There may have been an air of let’s get back to business as US stock markets enjoyed ceasefire conditions in the morning session. Aided by an oil sell-off, which was due both to the ceasefire and to an announcement by BP that Alaskan supply would only be halved, not completely halted, the Dow Jones Industrial Average set about recouping 115 points.

But it wasn’t to last. Buying enthusiasm started to fail around lunch time and it became apparent that the rally was more of a bounce-back from oversold conditions than a genuine bout of renewed confidence. Some post-ceasefire scrapping between Hezbollah and Israeli troops threw in some doubt, and the oil price regained some of its fall. The Dow closed up a mere 10 points at 11,098.

But what is most influential at this time is the ongoing threat of inflation. The Fed may have paused for one month but economic data have done nothing to quell fears that the Fed will make good on its caveats and raise rates once more. It is clear that until a genuine end to monetary tightening can be ratified, the stock market will remain volatile and vulnerable.

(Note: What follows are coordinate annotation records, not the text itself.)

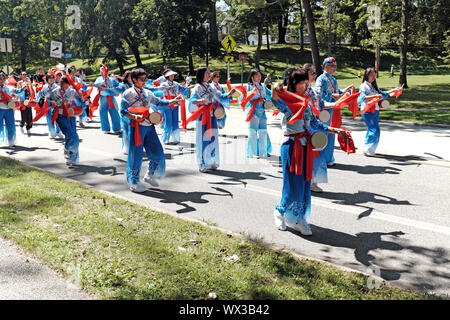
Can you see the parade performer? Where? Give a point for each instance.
(298, 123)
(25, 92)
(320, 170)
(328, 90)
(216, 85)
(125, 84)
(171, 132)
(106, 101)
(253, 101)
(7, 122)
(369, 101)
(202, 104)
(51, 85)
(81, 90)
(137, 104)
(63, 99)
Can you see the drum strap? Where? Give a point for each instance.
(297, 155)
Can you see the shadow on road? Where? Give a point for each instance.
(183, 198)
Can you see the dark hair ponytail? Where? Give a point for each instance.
(366, 78)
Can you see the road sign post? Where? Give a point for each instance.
(6, 46)
(242, 59)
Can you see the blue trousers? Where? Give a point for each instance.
(7, 122)
(104, 110)
(52, 129)
(207, 149)
(171, 132)
(153, 149)
(328, 152)
(72, 141)
(296, 195)
(258, 138)
(373, 131)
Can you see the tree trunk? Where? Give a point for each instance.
(302, 24)
(312, 35)
(281, 30)
(404, 44)
(258, 48)
(191, 65)
(137, 55)
(214, 35)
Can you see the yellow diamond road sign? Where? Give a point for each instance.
(228, 43)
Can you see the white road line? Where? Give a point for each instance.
(315, 201)
(356, 211)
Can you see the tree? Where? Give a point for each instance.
(404, 44)
(312, 35)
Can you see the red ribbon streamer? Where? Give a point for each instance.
(297, 155)
(203, 111)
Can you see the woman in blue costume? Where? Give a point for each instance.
(124, 85)
(142, 132)
(259, 144)
(107, 87)
(201, 104)
(216, 85)
(320, 170)
(296, 157)
(171, 89)
(6, 114)
(369, 89)
(328, 90)
(46, 91)
(61, 98)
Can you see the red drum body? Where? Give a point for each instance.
(219, 113)
(324, 116)
(319, 140)
(384, 104)
(155, 118)
(268, 105)
(75, 111)
(11, 105)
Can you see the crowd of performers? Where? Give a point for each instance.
(311, 120)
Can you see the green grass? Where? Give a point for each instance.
(119, 250)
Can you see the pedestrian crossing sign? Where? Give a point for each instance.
(229, 59)
(228, 43)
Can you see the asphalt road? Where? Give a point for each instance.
(387, 215)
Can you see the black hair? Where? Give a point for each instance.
(296, 77)
(366, 78)
(136, 73)
(252, 73)
(201, 74)
(63, 80)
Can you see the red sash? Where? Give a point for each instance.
(297, 155)
(144, 112)
(203, 111)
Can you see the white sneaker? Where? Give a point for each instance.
(316, 188)
(302, 227)
(151, 180)
(139, 188)
(279, 220)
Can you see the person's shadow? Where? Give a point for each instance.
(182, 198)
(362, 243)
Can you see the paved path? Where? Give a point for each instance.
(388, 214)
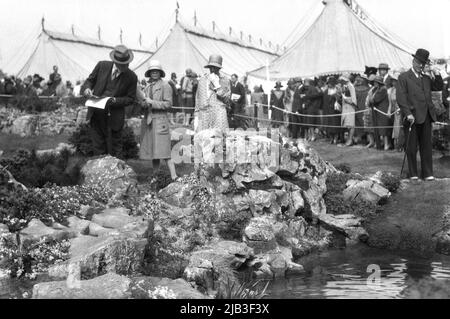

Tomorrow night in the US sees the release of the core producer price index (PPI) inflation indicator, followed on Wednesday by the headline consumer price index (CPI) figure. There is little to suggest these numbers won’t be worrisome.

The Fed is still caught between its rock and hard place, given it risks sending the US economy into recession with further tightening, inflation aside. It may yet prefer to observe the effects of recent rate increases rather than barrel in once more. It is the paradox of monetary policy that a decision made today will not fully flow through for 12 to18 months, yet policy decisions appear to be driven by last week’s data.

Either way the mere threat of another rate rise is apparently enough to snuff out any attempts by the US stock markets to rally, and major moves have been thwarted twice in the last week.

The possibility of another rate rise is also holding up the US dollar. The paradox here is that virtually every economist and his dog is tipping an economic slowdown and subsequent fall in the US dollar, yet the greenback just keeps hanging in there. It became a safe haven for the world when the Israel-Lebanon conflict broke out, so one might have expected a pullback on the ceasefire. This was not to be.

If inflation is worse than even now expected this would surely affect further slowing of the US economy, yet the simple mathematical adjustment of interest rate parity is suspending the dollar in anti-gravity land.

This has had a detrimental effect on the gold price, which had curiously struggled as the entire Middle East region threatened to become one big war zone. However, movement towards the dollar as the preferred safe haven has forced the gold price to drift lower in the last couple of weeks. With the oil price falling last night, and the dollar holding up, gold was again sold off to be trading around US$626 heading into our time zone.

Nevertheless, James Moore, analyst with TheBullionDesk.com, noted "With Iraq still on the verge of civil war, and Iran and North Korea’s nuclear policies a cause for concern, geo-political tensions are still extremely high, with some investors likely to view gold’s current dip as a good area to enter the market."